Saturday came and Wyatt and I went to the football game, we lost :( sad.  Then we came home for a while. Went to Terra mia and had tiramisu {so good :)} We then watched "Dark Knight Rises" at the dollar theater :) such a great movie! I got a slurpee here, which was really good but I quickly started to feel sick because I had had TONS of sugar that day. Poor baby. And that brings us to today.

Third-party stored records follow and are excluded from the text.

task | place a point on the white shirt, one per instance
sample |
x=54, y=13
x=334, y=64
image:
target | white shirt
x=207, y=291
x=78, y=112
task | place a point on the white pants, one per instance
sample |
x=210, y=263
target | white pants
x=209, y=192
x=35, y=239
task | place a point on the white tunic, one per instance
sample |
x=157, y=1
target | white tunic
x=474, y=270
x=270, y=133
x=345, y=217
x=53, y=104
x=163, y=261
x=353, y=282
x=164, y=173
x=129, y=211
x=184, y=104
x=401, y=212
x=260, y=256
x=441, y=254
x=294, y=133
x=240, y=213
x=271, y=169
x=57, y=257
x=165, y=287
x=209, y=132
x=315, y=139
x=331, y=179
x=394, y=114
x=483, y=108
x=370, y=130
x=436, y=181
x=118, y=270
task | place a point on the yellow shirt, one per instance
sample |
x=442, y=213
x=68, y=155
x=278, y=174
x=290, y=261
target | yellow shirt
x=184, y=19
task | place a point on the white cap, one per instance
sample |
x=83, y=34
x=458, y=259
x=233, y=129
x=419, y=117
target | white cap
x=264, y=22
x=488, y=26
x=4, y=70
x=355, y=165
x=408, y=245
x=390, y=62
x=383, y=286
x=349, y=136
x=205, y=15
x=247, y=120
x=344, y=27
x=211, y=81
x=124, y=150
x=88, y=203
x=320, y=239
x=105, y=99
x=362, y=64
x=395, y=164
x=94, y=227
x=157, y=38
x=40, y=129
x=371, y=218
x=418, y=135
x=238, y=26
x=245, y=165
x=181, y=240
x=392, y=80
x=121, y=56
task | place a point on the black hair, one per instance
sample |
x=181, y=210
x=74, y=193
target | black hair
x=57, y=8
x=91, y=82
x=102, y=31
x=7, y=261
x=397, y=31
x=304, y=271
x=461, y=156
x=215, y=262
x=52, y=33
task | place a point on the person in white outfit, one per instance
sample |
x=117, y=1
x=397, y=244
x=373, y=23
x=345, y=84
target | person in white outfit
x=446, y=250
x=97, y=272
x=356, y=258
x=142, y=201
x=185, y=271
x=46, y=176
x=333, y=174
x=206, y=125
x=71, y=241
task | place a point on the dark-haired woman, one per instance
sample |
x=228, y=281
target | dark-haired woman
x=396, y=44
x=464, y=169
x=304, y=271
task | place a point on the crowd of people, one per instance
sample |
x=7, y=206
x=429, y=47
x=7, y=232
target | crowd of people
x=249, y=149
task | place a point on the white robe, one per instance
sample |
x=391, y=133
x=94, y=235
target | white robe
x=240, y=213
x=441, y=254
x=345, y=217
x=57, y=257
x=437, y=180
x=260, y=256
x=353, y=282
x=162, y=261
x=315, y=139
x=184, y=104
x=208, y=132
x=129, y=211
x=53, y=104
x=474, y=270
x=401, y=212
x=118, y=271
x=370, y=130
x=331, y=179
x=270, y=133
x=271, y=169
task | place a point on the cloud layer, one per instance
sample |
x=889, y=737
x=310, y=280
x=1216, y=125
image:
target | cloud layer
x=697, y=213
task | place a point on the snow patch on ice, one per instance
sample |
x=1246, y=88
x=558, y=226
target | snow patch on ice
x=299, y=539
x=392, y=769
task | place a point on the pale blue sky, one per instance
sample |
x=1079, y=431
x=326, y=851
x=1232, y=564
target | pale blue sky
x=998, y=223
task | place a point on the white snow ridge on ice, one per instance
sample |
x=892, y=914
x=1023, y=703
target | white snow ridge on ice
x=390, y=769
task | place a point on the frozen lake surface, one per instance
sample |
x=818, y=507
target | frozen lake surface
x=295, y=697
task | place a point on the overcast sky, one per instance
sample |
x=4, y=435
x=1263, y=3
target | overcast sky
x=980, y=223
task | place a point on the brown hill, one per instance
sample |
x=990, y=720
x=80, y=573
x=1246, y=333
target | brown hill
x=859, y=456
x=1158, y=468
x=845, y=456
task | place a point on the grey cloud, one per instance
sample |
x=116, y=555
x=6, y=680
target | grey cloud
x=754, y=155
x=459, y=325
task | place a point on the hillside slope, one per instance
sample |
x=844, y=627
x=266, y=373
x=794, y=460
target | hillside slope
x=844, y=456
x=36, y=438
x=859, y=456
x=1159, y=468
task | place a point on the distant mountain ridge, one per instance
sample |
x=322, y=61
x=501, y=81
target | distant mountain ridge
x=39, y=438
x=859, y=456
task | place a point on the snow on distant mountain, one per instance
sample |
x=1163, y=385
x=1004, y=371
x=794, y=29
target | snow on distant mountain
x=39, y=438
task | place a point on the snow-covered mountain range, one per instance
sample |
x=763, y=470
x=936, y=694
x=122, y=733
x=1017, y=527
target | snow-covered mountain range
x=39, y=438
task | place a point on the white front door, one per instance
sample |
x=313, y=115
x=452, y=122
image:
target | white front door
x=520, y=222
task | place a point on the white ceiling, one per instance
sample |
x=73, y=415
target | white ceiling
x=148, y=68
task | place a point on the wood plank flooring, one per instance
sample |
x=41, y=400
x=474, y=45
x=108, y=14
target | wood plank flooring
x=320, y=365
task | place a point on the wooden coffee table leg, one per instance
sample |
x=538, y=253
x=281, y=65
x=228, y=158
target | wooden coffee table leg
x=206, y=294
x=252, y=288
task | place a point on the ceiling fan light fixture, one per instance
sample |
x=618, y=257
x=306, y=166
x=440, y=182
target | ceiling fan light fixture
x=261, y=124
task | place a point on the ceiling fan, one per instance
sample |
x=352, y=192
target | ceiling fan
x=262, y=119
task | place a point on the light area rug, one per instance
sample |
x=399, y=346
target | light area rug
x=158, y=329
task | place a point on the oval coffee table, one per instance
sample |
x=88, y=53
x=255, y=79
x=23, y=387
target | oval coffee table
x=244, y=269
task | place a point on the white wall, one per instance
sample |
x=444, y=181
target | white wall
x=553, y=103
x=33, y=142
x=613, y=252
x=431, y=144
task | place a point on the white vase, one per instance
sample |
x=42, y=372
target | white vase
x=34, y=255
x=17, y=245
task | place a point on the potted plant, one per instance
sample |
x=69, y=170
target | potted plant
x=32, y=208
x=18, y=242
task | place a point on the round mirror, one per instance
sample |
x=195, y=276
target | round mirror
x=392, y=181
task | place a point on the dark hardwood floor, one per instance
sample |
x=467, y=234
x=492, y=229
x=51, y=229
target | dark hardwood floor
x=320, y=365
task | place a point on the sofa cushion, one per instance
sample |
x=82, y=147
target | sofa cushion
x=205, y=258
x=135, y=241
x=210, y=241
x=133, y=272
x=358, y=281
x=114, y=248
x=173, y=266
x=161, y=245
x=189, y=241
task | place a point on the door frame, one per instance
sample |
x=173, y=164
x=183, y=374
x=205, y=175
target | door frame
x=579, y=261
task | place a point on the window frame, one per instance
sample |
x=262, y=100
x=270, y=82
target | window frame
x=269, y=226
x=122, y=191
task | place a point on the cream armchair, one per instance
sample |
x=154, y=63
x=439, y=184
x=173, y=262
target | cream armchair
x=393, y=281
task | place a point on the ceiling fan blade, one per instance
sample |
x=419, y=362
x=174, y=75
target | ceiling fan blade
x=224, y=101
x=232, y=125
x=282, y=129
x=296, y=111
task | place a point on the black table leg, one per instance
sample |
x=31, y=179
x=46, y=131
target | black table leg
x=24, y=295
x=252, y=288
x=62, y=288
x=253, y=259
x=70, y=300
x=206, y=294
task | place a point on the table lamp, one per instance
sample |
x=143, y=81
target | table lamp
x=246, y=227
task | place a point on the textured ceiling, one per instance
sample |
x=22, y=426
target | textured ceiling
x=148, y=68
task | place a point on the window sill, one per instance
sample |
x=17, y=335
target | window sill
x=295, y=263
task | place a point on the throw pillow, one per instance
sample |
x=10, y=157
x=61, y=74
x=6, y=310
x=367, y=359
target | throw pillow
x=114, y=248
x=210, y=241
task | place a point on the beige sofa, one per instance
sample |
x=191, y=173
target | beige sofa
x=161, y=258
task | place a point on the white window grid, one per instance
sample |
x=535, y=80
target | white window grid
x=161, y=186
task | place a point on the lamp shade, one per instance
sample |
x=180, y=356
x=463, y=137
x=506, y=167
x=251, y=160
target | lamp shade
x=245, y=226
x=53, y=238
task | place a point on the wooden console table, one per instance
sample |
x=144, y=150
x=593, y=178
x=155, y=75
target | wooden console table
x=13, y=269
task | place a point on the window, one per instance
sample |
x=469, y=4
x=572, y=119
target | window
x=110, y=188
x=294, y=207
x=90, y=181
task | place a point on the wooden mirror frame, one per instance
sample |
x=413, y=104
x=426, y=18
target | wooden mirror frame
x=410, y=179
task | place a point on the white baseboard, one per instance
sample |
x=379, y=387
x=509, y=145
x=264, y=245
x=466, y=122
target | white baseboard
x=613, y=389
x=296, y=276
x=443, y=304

I signed up for my Hypnobirthing and my Third trimester class. Thankfully they all have their minimum limit so they will most not be canceled. It was funny too because My 3rd trimester class is now full! Thats the last one they do of the year! I was the last one to sign up for it. Yahoo for me! Things couldn't have worked out better! Now I just need to figure out how to entertain myself from 6:30 pm- 9:30 pm every monday starting the 29th. Well no scratch that I need to entertain myself the rest of the time, because wyatt will be working, but I'm just driving up with him to go to the classes. Sooo long wait much? I think so, luckily I have a big book to read "The birth partner" sooo it won't be that bad. I've also decided that I am going to be listening to a books on tape when the baby is born. Harry potter! it will be epic! I will have to breast feed so much that I can just get up at night. Press play on the tape breastfeed and when I'm done put him down and press stop. Amazing. See with  tv series it would have been harder because you have to angle to the lap top just right to be able to see it. But with book on tape, no big deal! I'm pretty cool I guess. The rest of October has exciting things coming, this saturday is my baby shower! Next saturday is my little show and the monday after that I have my first hypnobirthing class! Then an OB appointment on thursday and on saturday 3rd trimester class. Then next week Hypnobirthing on monday and 3rd trimester on saturday. Then hypnobirthing again on monday and OB appointment on thursday.  So on and so forth. Exciting things are coming. Yay!

Well that's about it I believe. Today's post title was brought to you by Sophie on Howl's moving castle, Wyatt and I love to make fun of that saying "Ah my shawl! Thank you turnip head" for whatever reason. but we are also still obsessed with "Eh ka?" {Eh Carl} :) Makes me so happy!